Once the attacker has learnt the profile path, he can leak files by exploiting the Automatic File Download vulnerability. The attacker simply invokes Firefox using an Intent with a payload set to the target file path.
Option III: Profile Directory Name Leaks to Android System Log + Crash Reporter File Manipulation.
Here the attacker learns the profile directory name by the exact same technique described in Option II.

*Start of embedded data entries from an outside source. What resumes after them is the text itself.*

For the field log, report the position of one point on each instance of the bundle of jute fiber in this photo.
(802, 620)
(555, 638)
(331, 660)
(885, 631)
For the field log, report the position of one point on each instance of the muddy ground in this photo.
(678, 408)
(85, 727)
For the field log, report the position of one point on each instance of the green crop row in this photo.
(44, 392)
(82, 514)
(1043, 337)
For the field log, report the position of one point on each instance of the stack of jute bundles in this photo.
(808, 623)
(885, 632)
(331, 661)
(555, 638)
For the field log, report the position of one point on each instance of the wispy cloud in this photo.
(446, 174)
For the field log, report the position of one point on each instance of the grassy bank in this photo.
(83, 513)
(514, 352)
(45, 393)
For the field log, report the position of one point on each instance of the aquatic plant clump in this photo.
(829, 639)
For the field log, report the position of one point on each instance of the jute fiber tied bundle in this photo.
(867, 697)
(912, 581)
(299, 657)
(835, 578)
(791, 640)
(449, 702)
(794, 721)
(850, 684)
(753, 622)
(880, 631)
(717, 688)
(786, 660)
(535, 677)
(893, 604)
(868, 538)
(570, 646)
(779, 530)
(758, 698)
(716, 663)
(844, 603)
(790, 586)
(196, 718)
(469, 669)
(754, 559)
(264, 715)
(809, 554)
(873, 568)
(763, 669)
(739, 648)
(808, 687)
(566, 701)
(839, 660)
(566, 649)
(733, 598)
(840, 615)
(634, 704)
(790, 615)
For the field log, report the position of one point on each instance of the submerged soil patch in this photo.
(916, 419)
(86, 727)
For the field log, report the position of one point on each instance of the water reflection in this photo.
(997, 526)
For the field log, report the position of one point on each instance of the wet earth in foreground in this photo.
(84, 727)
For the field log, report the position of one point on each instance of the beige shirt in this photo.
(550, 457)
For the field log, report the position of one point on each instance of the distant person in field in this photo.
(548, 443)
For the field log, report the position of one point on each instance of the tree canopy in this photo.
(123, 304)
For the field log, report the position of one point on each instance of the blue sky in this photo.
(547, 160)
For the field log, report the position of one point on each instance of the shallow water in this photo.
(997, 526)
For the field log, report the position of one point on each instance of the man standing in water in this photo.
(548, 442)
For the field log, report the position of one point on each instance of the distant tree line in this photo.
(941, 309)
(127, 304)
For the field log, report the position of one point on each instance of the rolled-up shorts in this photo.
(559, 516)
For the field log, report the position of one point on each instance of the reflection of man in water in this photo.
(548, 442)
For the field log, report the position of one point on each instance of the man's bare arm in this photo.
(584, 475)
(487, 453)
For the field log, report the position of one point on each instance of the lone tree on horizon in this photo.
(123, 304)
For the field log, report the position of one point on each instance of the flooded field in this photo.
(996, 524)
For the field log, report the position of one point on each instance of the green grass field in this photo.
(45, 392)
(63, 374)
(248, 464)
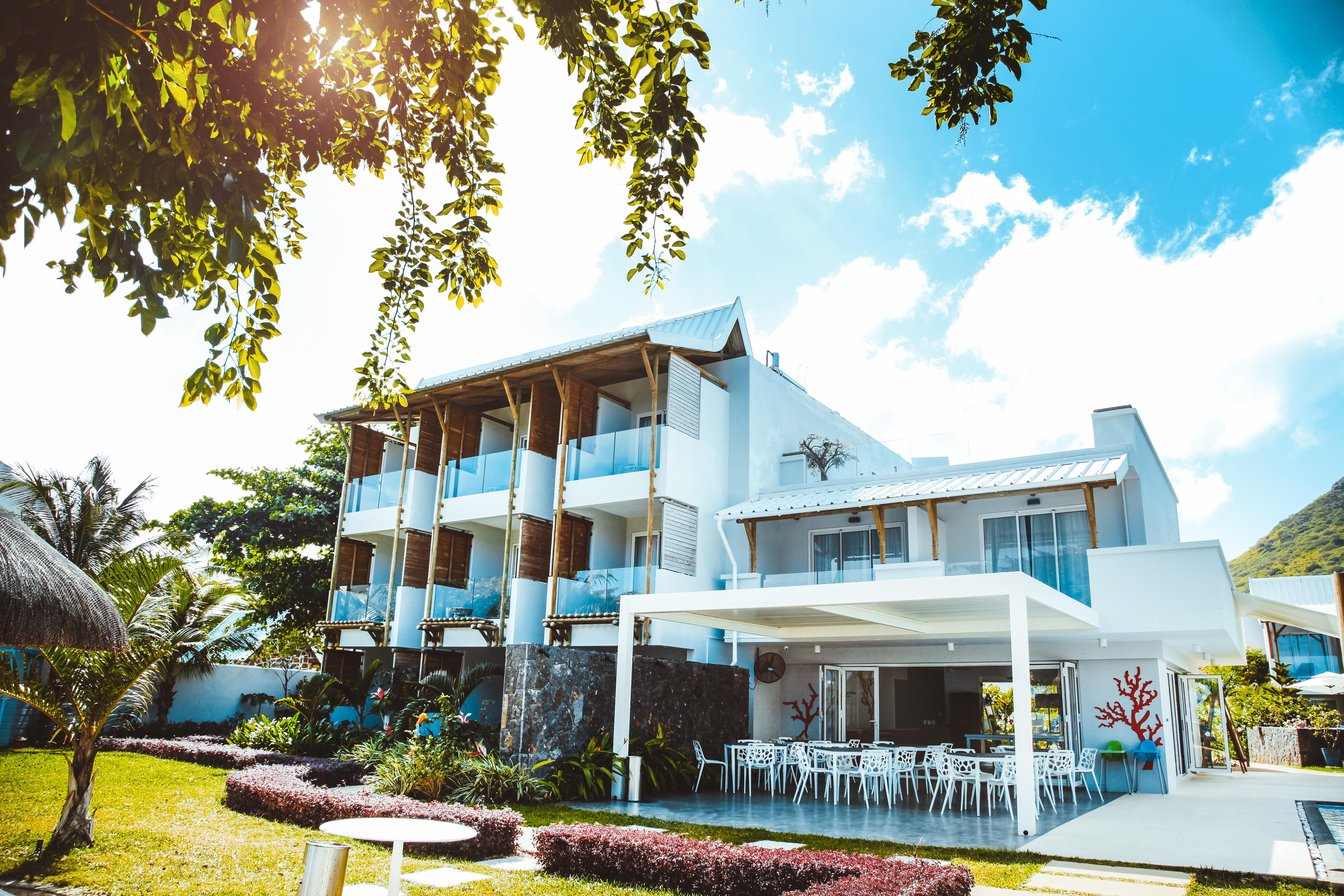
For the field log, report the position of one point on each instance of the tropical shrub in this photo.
(588, 774)
(292, 795)
(296, 735)
(672, 862)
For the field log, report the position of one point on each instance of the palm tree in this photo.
(85, 518)
(206, 616)
(88, 688)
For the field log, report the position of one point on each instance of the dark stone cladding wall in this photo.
(560, 698)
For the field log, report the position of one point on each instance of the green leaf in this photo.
(68, 112)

Data exfiltration, however, is done by exploiting the Crash Reporter File Manipulation vulnerability. The attacker indirectly injects the ServerURL=http:// string to the target file in order to trick Firefox to use this file as the minidump extra. For instance, by using this method, the attacker can leak the cache. First, he opens Firefox (using an Intent) on an attacker’s controlled website, which contains the following string in its HTML body:
After the cache has been prepared, the attacker can leak it by generating another Intent that targets the CrashReporter activity, with the minidump path parameter set to the cache file. Since the cache file path has no ‘.dmp’ substring, the computed extra file will be the same, and the target server URL will be parsed out of the cache file.

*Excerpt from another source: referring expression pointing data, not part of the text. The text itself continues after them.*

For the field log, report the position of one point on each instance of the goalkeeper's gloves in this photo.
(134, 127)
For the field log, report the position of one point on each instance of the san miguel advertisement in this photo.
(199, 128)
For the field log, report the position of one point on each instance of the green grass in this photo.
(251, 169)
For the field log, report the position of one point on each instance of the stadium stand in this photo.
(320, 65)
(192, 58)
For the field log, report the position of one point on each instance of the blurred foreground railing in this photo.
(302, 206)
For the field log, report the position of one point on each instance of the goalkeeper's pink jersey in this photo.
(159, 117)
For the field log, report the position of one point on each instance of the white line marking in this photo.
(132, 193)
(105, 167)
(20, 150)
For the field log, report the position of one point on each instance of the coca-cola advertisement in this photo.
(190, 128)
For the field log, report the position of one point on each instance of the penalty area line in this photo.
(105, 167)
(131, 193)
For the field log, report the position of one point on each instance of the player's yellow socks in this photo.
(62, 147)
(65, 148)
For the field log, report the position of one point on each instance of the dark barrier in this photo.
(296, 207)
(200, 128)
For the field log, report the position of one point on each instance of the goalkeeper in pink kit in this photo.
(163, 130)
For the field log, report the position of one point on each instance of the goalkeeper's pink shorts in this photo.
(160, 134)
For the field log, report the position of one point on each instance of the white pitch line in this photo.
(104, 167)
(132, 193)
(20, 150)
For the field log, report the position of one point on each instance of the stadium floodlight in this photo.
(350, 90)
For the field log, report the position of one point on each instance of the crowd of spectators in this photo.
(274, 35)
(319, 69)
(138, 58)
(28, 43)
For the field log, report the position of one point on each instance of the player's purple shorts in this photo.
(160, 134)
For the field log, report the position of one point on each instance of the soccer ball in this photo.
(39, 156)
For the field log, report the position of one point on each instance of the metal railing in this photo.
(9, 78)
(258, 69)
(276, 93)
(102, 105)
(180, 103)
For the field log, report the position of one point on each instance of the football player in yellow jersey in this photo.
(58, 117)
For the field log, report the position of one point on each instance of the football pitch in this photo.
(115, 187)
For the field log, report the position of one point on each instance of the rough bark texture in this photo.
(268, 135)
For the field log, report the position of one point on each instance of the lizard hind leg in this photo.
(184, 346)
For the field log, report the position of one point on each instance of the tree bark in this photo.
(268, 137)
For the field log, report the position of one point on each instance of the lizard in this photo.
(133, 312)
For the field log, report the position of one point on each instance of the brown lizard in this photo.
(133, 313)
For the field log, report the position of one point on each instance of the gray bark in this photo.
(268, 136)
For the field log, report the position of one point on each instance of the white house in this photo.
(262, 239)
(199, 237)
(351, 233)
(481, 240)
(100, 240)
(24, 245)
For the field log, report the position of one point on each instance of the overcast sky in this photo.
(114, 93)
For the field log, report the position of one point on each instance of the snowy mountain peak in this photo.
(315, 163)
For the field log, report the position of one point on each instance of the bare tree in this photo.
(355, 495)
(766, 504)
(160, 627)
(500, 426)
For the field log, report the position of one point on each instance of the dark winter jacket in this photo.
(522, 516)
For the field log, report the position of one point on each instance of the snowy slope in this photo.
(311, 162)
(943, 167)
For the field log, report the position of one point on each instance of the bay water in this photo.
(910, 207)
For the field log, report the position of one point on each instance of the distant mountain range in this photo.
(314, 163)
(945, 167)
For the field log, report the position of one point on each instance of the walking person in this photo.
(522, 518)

CVE-2014-1484 was fixed in Firefox 27 by MSFA 2014-06.
CVE-2014-1506 was fixed in Firefox 28 by MSFA 2014-24.
CVE-2014-1515 was fixed in Firefox 28.0.1 by MSFA 2014-33.

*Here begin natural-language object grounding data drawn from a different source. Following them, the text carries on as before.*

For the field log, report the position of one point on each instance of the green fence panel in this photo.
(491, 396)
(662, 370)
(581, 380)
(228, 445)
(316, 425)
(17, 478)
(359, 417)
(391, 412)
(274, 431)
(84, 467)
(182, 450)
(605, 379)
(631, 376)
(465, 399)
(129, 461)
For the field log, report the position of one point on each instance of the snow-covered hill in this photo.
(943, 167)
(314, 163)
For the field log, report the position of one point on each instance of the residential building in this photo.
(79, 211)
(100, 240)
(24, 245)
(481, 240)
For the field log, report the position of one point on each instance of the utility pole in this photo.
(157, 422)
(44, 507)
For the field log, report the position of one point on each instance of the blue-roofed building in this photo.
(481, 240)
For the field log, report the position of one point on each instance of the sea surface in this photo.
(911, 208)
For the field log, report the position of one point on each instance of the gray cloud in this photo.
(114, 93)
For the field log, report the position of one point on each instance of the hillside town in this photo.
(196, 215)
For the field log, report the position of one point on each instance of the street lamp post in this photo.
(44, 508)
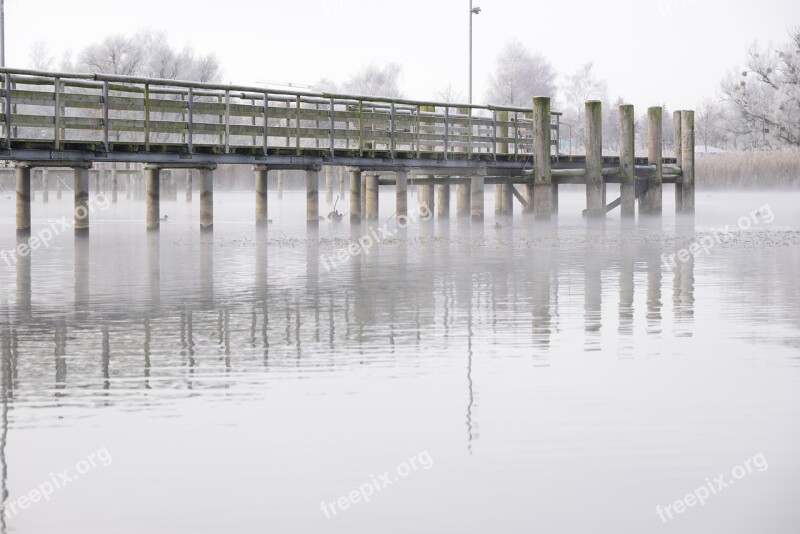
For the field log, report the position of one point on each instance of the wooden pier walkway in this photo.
(75, 121)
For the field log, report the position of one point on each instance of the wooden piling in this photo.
(402, 193)
(206, 200)
(542, 187)
(81, 200)
(650, 203)
(595, 209)
(687, 162)
(443, 204)
(262, 185)
(627, 162)
(23, 176)
(372, 201)
(355, 196)
(312, 196)
(153, 196)
(476, 195)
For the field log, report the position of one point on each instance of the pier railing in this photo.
(109, 113)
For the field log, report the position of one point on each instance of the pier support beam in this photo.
(687, 162)
(542, 176)
(355, 195)
(402, 193)
(627, 162)
(650, 202)
(23, 175)
(262, 186)
(153, 196)
(372, 201)
(312, 196)
(595, 208)
(443, 206)
(206, 200)
(476, 193)
(81, 201)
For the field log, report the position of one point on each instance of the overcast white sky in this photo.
(650, 52)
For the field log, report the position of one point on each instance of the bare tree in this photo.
(519, 76)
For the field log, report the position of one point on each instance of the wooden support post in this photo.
(687, 161)
(262, 185)
(676, 149)
(650, 203)
(542, 185)
(355, 196)
(81, 200)
(402, 193)
(476, 193)
(189, 185)
(206, 200)
(372, 201)
(153, 196)
(23, 175)
(463, 200)
(627, 162)
(595, 209)
(443, 206)
(312, 195)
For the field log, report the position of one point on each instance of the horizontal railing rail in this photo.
(52, 110)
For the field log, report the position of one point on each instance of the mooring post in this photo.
(262, 186)
(206, 200)
(476, 192)
(443, 206)
(23, 175)
(373, 189)
(355, 195)
(595, 209)
(153, 196)
(627, 162)
(113, 185)
(542, 175)
(402, 193)
(687, 161)
(650, 203)
(312, 195)
(189, 185)
(81, 200)
(676, 149)
(45, 189)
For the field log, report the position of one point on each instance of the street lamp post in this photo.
(472, 11)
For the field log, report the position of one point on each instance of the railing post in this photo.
(594, 160)
(542, 181)
(190, 125)
(627, 162)
(57, 115)
(687, 161)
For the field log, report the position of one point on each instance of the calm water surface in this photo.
(538, 381)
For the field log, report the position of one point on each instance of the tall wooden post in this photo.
(153, 196)
(687, 161)
(355, 196)
(543, 180)
(312, 196)
(81, 200)
(262, 185)
(206, 200)
(650, 203)
(627, 162)
(476, 192)
(595, 209)
(372, 201)
(23, 175)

CVE-2014-1516 will be fixed in future versions. Because its severity is now much lower with the CVE-2014-1515 fix, we were allowed by Mozilla to publicly disclose this vulnerability.
03/25/2014 Public disclosure.
03/25/2014 Firefox 28.0.1 is released (CVE-2014-1515 fix).
03/18/2014 Firefox 28 is released (CVE-2014-1506 fix).
03/15/2014 Permission granted.
03/12/2014 Requested permission to disclose CVE-2014-1516 despite missing fix.
02/14/2014 Firefox 27 is released (CVE-2014-1484 fix).
11/28/2013 Reported vulnerabilities to Mozilla.